Three Surprises This Holiday Sales Season

David Reavill
4 min readNov 29, 2022
Holiday Shopping

Have you done your Christmas shopping yet? It always takes me a while to start going up and down the shopping aisles.

Paseo Nuevo in Santa Barbara is my favorite place to shop for the holidays. First, a cup of coffee from the Coffee Bean, then off to Nordstrom’s for those unique gifts, and if you can’t think of anything else, there’s always See’s Candies.
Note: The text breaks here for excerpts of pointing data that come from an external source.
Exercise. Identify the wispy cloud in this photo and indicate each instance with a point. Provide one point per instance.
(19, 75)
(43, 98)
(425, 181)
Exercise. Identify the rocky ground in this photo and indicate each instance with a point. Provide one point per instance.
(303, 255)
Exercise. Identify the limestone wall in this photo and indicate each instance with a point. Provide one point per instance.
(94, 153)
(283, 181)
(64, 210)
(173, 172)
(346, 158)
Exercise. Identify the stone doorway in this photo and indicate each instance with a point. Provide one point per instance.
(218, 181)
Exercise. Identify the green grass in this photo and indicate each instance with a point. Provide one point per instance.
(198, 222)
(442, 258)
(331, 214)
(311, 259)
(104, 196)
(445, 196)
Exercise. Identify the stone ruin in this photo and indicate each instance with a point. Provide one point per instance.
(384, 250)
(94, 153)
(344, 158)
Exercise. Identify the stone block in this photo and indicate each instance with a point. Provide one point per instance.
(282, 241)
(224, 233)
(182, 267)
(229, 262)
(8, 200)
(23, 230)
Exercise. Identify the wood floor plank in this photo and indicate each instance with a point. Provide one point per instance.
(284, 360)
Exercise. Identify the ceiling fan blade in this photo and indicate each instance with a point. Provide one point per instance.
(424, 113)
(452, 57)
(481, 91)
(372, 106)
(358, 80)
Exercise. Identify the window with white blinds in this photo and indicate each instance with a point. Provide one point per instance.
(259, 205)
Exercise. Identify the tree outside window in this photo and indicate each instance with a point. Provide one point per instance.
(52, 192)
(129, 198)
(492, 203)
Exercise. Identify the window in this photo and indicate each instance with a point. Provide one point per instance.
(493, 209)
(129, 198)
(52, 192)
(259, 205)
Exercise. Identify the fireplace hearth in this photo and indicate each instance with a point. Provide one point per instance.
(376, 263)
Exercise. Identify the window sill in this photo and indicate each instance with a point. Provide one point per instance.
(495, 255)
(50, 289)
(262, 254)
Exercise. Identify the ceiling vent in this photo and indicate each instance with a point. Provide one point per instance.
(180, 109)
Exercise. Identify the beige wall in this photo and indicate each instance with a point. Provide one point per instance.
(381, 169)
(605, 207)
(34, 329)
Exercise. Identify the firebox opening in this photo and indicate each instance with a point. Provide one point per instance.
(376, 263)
This year three surprising trends are emerging in our holiday shopping trends. As you know, we’ve just completed the four busiest shopping days of the year. It began with Black Friday, so named because this was the time that traditional retailers were supposed to turn a profit. Hence their red ink turned black. The extended weekend ended yesterday with Cyber Monday when those online retail shops offered special deals and hopefully raked in lots of sales.

The conventional view is that internet retail is the future trend, and everyone is going in that direction. Most assume that online sales are expanding rapidly and will soon outpace traditional brick-and-mortar stores if they haven’t already. But those online sales provide us with our first surprise of the season.

The reality is very different. Online shopping did have a big boost when the Covid Pandemic struck. Many preferred to stay at home rather than visit their favorite stores. Online shopping jumped in 2021 and 2022. But not this year. Online sales are projected only to increase about 1% over last year, increasing e-commerce sales to just 28% of the total. Or, to put that another way, three-quarters of us will prefer to shop at a traditional store where we can select our items right off the shelf.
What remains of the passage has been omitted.